Jessica Lange points out that Costa Gavras doesn’t just do a master and coverage, but actually uses the camera to tell the story.  Costa Gavras’ masterful directing is apparent in the first half of the story, but as the plot moves along we can see that the production has been rushed somewhat. Eszterhas apparently wrote a script that was too long (he cheated the margins) and so they had to do a lot of last minute rewrites in order to stay on budget and schedule.

Despite this flaw, the film is still excellent, and very informative about how trials were conducted afterwards. We see a few points of view here, how people could cover things up, and Hungary’s part in the massacre.

4. The round up, or Le Raffle (2010)

Why did the Jews just seem to go without resisting? What about the population who sat there and did nothing?

This tells the story of France’s Jews, how they were rounded up, and the people who showed kindness to them on the way.

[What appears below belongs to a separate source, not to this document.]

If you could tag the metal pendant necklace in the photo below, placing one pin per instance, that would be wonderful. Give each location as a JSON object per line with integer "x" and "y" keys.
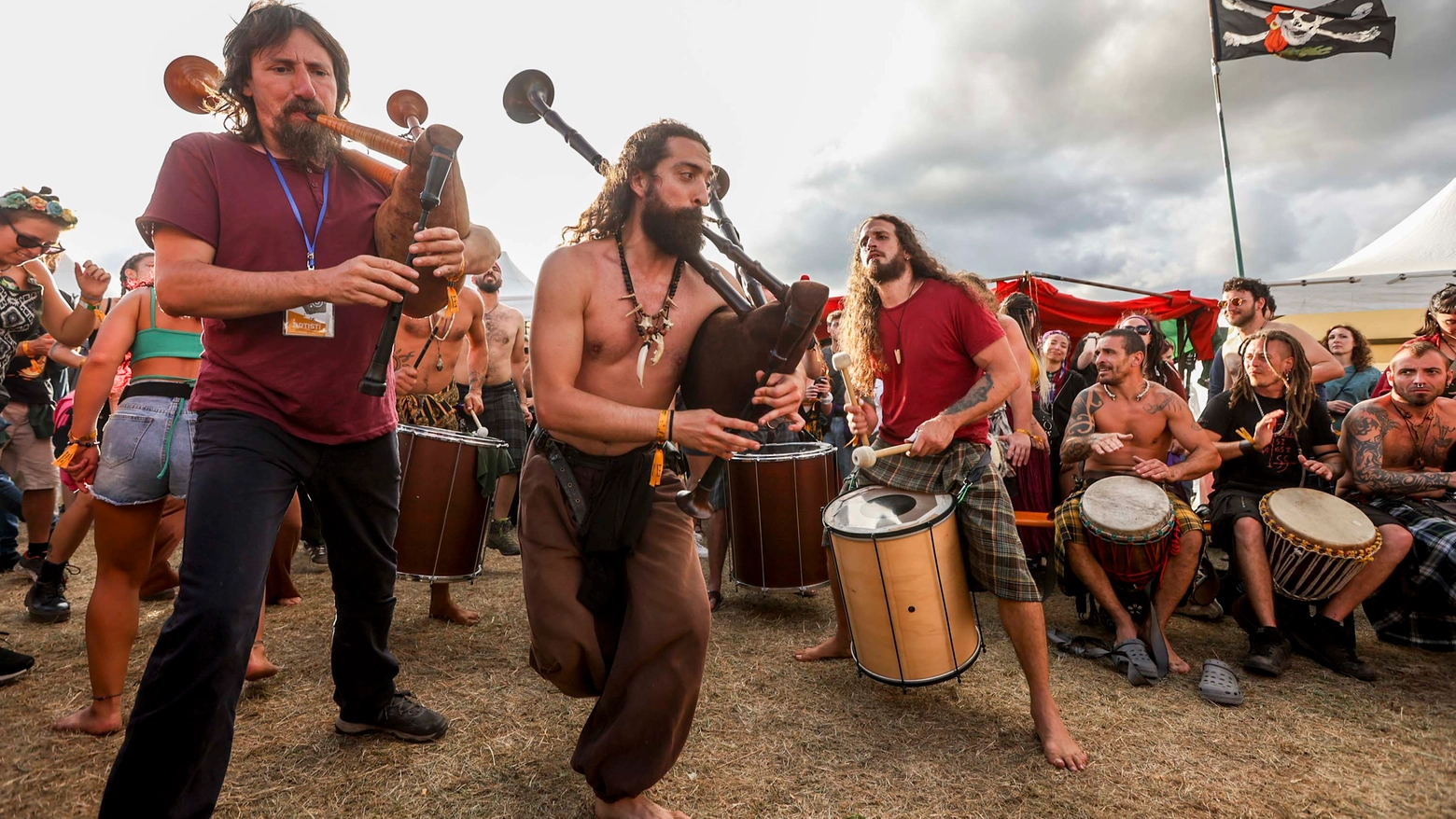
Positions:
{"x": 1417, "y": 439}
{"x": 1141, "y": 393}
{"x": 650, "y": 327}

Not everyone knew they were going to death camps, if they did, guns would not have contained them. People tried to help, but it didn’t work against an organised machine.

We hear anecdotes said by many different characters, hearing points of view and learning snippets of history.  Even though it’s hard to pick out a main character, it is easy to follow.  It’s also useful for learning French, if only you could turn off the subtitles.

3. Life is Beautiful, La vita è bella (1997)

This film is in italian. It’s a comedy, and as such, it doesn’t pretend to be an accurate depiction of history. However, this satire allows us to see the philosophy behind fascism, as it pokes fun at it.

I showed this to my own children, and it was a good starting point for teaching history.  Highly recommended.

2. Diary of Anne Frank (1959)

This is the first holocaust film I saw as a child. It shows the story from the point of view of a girl hiding away, who has the innocence of not knowing what will happen next.

I don’t remember it well, but I remember the power of the feeling, the way you could understand exactly what the characters were going through.  There have been other adaptations of the same events, but I think the one made 1959 is by far the most powerful.

1. Night and Fog (1956)

This is a short documentary, no actors, no physical presenter. We see the place it happened, and maybe a few old photographs. It’s as if we’re on location, being given a guided tour of where it happened. Our guide, we don’t even see our guide, narrates not only the events, but details the economics and actions behind it, like the fact that construction companies put in tenders to build the place.  This no doubt influenced other films on the Holocaust, which use such details to illuminate the story.